SARAJEVO (Reuters) - Bosnian lawmakers passed a long-awaited law on identity documents on Tuesday, ending a dispute between ethnic groups that had cost the life of a baby in June.
The law bowed to the demands of Bosnia's autonomous Serb Republic in splitting ID registration districts along the territorial lines laid down with the end of the Balkan country's 1992-95 civil war.
Months of ethnic political bickering over how to issue the 13-digit identity number had united Bosnians in protest, and was the latest example of disputes that have stifled economic development since the war.
A baby girl died in June after her parents were denied travel documents for the child for surgery abroad. The ID number is used for everything from medical documents to passports.

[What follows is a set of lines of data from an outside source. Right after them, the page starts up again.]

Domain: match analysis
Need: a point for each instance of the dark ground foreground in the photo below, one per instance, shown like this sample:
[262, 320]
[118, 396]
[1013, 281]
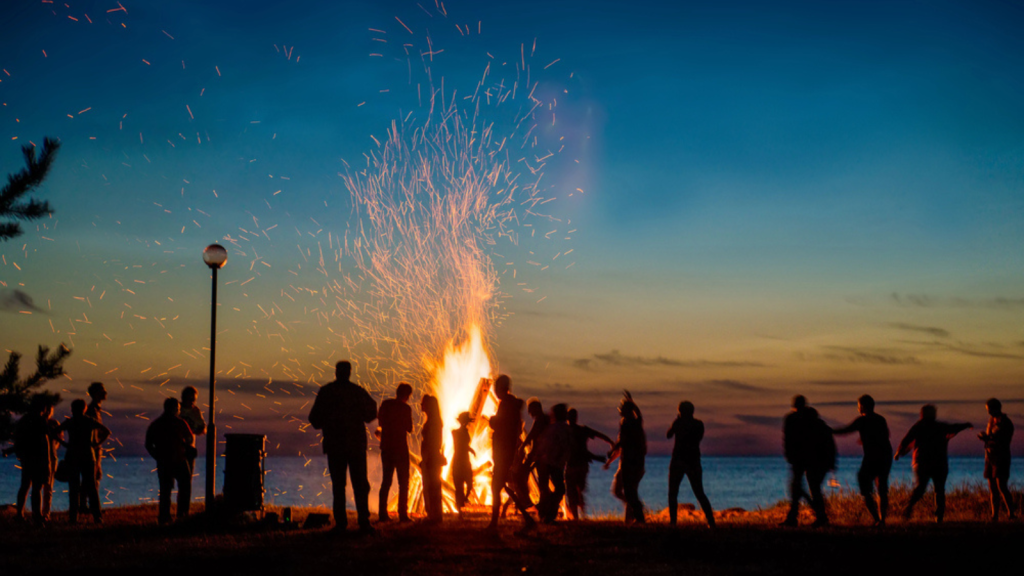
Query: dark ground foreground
[130, 541]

The new law foresees nine registration districts - three in Bosnia's Serb Republic, five in the mainly Bosniak and Croat Federation and one for the neutral Brcko district.
The row emerged when a court suspended a law on the issuing of ID numbers because of a technical issue concerning the names of towns. It snowballed when Bosnian Serb parties pressed for a new system set along territorial lines, something Muslim Bosniak parties said would only deepen the country's division.
The law was adopted before the expiry in December of a six-month temporary measure passed under pressure from parents needing medical attention for their babies, that had allowed the registration of new citizens to resume.
"The newly-adopted law is just the reflection of the Bosnian reality," said Zoran Ivancic, an organizer of the protests over the summer.
"Nevertheless, it's of utmost importance that it has finally been adopted as there was a danger that babies born from December would be left unregistered," he told Reuters.